Making GET THE FIRE!

This film was a stress test that lasted years... but had a happy ending.

One Sunday in Munich where, aside from church bells chiming, nothing happens, I was telling a colleague about how Ghana was overrun by missionaries soliciting money for churches that he and I had never heard of – and never would. My doorbell rang. I opened to a dark-suited young man clutching a book, who asked in faltering German if he could talk with me about God. "Um Gottes Willen, nein!" I returned to my conversation but could not forget the coincidence.

Once a month, the local U-Bahn was flooded with young white men in dark suits, white shirts and name tags identifying them as "Elders" of the Kirche Jesu Christi der Heiligen der Letzten Tage. Very loud and totally out of place, they were en route to the office of the President of Mormon Missionaries in southern Germany. I'd change subway cars.

One afternoon, a girl seated across from me with the same style name tag identifying her as "Schwester" did her utmost to strike up a conversation. She impressed me as goofy but nice. I began to wonder about the girls and the boys and sought her out. (My earliest awareness of Mormons had been their ostracism of a female believer who advocated for Utah's passage of the Equal Rights Amendment.) That young woman and her "companion" stimulated my research into Mormon missionaries.

After the first shoot – of three young men in Salt Lake City opening their "calls to serve" in the bosom of their families – the producer pulled out, insisting I sell him my concept.

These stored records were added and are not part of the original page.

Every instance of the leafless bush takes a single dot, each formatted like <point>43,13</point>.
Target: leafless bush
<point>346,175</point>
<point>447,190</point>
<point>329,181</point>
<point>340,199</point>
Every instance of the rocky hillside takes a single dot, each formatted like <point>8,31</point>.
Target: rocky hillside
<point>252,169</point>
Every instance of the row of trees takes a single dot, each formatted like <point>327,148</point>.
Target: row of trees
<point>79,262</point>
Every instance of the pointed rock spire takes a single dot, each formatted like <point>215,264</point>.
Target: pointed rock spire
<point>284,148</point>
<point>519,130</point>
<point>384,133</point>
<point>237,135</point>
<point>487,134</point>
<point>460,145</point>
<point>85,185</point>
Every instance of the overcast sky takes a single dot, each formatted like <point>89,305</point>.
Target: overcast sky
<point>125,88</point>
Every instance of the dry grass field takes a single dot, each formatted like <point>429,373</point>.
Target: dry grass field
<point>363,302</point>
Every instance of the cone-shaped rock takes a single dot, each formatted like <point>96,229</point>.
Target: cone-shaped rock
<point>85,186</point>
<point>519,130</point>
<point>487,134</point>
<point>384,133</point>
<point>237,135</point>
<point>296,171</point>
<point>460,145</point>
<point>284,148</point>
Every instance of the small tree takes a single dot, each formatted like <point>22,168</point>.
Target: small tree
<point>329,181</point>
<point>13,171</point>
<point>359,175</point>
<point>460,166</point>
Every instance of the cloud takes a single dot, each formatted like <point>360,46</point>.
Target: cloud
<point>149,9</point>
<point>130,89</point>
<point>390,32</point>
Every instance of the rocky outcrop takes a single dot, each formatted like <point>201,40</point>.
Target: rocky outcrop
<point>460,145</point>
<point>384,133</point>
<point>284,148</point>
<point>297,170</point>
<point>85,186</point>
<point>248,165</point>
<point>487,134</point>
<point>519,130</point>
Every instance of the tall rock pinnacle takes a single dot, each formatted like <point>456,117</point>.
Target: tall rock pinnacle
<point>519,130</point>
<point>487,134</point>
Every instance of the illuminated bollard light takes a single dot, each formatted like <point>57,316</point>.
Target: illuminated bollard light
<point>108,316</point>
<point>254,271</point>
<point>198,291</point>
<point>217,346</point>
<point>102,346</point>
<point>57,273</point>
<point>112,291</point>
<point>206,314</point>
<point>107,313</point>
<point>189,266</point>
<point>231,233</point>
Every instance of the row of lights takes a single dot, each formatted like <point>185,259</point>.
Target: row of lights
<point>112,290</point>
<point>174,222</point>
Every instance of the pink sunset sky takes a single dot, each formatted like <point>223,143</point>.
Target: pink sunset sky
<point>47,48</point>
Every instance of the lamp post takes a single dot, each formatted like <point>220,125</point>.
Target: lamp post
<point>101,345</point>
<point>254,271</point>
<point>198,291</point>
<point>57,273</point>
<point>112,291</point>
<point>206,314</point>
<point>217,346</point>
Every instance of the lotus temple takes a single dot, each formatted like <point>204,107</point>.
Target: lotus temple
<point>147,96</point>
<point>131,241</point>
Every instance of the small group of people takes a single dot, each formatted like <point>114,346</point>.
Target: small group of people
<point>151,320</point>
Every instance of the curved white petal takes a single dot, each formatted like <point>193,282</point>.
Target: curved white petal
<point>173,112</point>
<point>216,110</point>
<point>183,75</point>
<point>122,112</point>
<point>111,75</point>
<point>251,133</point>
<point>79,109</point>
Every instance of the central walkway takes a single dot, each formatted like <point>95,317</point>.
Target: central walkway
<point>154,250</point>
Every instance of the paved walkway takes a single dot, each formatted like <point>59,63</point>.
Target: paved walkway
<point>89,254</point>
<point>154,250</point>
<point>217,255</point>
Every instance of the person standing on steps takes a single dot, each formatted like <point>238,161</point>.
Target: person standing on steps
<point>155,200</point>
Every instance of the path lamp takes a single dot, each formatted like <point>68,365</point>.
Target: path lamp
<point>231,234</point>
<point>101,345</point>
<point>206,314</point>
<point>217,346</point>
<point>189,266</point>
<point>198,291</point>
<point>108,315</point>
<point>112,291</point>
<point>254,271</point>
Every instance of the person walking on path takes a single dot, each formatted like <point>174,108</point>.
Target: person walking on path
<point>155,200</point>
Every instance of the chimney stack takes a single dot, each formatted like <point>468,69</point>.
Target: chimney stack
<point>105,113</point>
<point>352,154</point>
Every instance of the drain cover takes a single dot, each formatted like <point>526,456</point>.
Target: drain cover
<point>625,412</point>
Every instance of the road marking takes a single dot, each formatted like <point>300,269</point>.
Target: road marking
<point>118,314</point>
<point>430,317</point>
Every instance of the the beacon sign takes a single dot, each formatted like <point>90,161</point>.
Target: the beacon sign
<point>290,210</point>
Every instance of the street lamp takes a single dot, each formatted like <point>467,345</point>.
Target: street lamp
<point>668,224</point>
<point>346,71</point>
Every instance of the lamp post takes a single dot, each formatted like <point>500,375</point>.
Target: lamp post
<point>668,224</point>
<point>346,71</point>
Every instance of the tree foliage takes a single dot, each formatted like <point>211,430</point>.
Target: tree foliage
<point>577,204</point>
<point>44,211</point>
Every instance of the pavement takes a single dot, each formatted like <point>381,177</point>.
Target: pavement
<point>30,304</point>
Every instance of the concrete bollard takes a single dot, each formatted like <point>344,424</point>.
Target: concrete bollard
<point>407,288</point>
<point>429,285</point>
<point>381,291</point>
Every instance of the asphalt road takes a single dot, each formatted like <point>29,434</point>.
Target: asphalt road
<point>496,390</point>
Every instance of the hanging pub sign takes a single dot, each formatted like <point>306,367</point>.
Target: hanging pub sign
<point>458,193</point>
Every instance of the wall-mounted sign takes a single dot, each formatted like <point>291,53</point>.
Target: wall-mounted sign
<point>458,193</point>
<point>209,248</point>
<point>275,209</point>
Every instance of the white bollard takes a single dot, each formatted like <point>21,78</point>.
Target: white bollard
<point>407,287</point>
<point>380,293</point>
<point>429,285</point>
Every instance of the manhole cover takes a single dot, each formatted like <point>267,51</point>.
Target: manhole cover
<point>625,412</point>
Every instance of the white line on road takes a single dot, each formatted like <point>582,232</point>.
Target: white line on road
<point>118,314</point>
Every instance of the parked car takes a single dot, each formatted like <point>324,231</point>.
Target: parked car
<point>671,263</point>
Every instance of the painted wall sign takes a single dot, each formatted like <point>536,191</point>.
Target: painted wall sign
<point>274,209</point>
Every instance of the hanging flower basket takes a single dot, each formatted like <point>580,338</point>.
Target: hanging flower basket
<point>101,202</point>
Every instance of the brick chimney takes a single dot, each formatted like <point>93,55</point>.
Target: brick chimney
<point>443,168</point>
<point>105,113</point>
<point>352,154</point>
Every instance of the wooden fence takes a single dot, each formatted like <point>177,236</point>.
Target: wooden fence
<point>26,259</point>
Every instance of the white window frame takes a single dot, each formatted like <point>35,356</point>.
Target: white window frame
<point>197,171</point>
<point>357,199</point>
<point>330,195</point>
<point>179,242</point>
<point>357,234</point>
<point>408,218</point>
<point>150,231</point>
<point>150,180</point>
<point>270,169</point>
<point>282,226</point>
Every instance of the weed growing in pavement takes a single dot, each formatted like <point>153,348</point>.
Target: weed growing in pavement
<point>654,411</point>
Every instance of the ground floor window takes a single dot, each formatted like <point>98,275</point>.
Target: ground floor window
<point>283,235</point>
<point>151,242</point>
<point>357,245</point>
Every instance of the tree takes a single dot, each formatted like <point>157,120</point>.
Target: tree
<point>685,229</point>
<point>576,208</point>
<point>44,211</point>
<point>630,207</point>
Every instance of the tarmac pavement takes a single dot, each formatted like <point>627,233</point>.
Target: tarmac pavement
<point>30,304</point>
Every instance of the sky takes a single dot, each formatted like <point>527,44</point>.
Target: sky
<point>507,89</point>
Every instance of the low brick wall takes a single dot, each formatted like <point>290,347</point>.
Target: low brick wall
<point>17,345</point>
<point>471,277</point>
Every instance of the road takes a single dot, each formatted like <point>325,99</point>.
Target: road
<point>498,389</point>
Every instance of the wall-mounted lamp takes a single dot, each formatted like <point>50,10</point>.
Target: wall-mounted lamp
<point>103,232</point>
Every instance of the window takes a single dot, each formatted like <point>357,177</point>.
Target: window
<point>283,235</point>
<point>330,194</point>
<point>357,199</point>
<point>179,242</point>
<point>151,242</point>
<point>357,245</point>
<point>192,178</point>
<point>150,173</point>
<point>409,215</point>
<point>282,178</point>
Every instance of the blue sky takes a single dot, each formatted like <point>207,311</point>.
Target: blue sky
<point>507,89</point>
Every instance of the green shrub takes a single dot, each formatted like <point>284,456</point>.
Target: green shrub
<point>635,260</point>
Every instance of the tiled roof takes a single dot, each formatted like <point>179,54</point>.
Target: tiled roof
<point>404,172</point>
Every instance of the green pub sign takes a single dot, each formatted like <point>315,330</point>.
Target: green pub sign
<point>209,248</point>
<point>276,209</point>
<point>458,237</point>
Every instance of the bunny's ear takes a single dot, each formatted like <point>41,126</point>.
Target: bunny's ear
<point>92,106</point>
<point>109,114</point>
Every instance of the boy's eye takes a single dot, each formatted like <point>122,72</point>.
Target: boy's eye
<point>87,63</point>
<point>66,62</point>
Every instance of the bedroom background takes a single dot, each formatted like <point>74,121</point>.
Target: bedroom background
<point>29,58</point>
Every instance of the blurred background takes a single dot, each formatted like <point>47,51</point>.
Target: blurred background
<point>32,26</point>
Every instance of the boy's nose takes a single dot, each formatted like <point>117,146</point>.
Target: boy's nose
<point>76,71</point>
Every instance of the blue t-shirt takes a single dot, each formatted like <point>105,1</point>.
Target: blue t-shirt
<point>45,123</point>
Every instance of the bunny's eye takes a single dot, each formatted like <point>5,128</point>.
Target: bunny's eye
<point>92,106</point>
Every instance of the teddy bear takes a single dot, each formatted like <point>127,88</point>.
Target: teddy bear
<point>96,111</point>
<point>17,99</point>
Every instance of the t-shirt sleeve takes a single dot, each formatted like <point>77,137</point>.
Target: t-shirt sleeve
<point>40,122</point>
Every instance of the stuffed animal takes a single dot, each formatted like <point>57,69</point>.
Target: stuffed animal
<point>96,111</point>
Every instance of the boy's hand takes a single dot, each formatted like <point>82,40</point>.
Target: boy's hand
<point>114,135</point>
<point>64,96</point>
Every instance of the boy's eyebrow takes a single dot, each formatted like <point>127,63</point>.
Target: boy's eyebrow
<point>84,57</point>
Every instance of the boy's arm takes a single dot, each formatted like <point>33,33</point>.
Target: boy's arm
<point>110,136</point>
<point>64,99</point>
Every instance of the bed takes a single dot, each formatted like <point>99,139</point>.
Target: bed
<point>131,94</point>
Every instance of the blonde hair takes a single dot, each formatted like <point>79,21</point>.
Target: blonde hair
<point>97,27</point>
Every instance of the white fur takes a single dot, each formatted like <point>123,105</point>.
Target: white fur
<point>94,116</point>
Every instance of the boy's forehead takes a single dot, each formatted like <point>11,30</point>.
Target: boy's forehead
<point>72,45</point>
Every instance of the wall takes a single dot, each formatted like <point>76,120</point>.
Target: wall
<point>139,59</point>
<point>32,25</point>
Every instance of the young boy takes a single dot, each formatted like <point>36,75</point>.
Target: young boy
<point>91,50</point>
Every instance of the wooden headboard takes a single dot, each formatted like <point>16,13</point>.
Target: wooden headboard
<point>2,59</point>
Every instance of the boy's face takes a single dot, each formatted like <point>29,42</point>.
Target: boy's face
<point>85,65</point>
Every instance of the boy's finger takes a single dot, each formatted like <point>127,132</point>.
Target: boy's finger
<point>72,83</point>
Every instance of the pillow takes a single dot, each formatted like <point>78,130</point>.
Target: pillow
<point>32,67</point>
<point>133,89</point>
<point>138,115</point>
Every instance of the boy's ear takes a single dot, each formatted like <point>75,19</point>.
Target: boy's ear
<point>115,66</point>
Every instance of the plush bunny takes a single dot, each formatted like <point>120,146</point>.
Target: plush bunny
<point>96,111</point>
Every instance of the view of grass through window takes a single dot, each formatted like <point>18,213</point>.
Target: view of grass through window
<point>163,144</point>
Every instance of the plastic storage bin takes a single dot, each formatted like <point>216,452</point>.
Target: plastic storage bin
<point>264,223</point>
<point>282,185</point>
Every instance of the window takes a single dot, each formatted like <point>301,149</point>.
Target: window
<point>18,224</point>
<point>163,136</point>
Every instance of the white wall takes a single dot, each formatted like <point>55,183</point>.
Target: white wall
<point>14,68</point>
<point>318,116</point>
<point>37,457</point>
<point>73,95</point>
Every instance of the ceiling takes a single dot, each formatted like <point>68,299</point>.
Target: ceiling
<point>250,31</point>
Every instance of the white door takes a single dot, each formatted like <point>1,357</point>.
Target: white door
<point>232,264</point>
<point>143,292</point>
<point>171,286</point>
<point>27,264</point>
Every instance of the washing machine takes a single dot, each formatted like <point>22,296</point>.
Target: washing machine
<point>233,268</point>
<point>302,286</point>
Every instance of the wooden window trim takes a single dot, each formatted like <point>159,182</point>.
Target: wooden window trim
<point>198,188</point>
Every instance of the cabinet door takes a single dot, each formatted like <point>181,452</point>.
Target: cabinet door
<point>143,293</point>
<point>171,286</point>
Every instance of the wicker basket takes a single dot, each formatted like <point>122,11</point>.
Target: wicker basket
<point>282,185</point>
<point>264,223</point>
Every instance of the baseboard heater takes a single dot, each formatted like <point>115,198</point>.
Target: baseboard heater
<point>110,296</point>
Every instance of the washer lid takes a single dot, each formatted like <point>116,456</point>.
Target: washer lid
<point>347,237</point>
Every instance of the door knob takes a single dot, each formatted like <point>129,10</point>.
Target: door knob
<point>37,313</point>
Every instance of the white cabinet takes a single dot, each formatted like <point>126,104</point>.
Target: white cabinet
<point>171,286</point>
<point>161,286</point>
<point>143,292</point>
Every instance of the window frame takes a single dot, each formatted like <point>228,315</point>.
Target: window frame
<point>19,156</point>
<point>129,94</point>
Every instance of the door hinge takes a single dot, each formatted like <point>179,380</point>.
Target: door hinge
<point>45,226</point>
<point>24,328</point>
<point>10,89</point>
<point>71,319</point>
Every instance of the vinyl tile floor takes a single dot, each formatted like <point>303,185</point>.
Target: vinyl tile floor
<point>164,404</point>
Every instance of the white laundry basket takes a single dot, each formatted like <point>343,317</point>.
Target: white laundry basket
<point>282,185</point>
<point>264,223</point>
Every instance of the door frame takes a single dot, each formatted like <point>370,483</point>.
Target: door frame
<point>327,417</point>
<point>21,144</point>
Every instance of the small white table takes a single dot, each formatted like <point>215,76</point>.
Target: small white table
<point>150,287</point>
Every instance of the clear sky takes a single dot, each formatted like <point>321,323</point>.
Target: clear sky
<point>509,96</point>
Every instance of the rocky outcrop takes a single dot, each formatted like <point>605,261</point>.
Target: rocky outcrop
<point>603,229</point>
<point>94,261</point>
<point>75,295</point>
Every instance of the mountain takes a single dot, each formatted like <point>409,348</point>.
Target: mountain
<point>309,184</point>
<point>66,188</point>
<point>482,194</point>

No way! Although the Mormon "President and Living Prophet" was an old ad man who, recognizing the value of any publicity, was ready to give non-Mormons greater access, it was my two years' research and efforts to build a good relationship with the German-born president of the Munich mission that had won me the authorization to film.

I was allowed to document three young men – on the condition that I only show someone who successfully finished a mission. That meant I had to shoot all the major events in the life of a young Mormon missionary three times so that if one – or two – dropped out, I would still be able to show a representative mission. That translated into 271 tapes.

Contact with a young woman was only possible long after the shoot began. My research convinced me that it's a boys' story so although I eventually was able to also film a "sister", partly also due to her disinterest, she's not in the finished film.

With my concept centered around the mission as a rite of passage, it was crucial to shoot the next big event: the boys' entrance into the Missionary Training Center. That meant learning to produce on the job, with a 24-month shoot ahead and virtually no film contacts or funding. At that terrifying moment, I received valuable tips from Bachir Attar (by that time, a number of documentary filmmakers had visited Jajouka), as well as from Albert Maysles, one of the makers of the classic American documentary film, Salesman, whose assistant Xan Parker, was a huge help. Then, in a ladies' bathroom at the International Documentary Filmfestival Amsterdam (IDFA), Ella Werner of YLE (Finland) gave me great tactical advice and arranged a pre-sale, and after shooting well over a year, Gunnar Walther helped me make a trailer that was decisive in GET THE FIRE! receiving significant funding from ITVS. I'm forever indebted to Gunnar.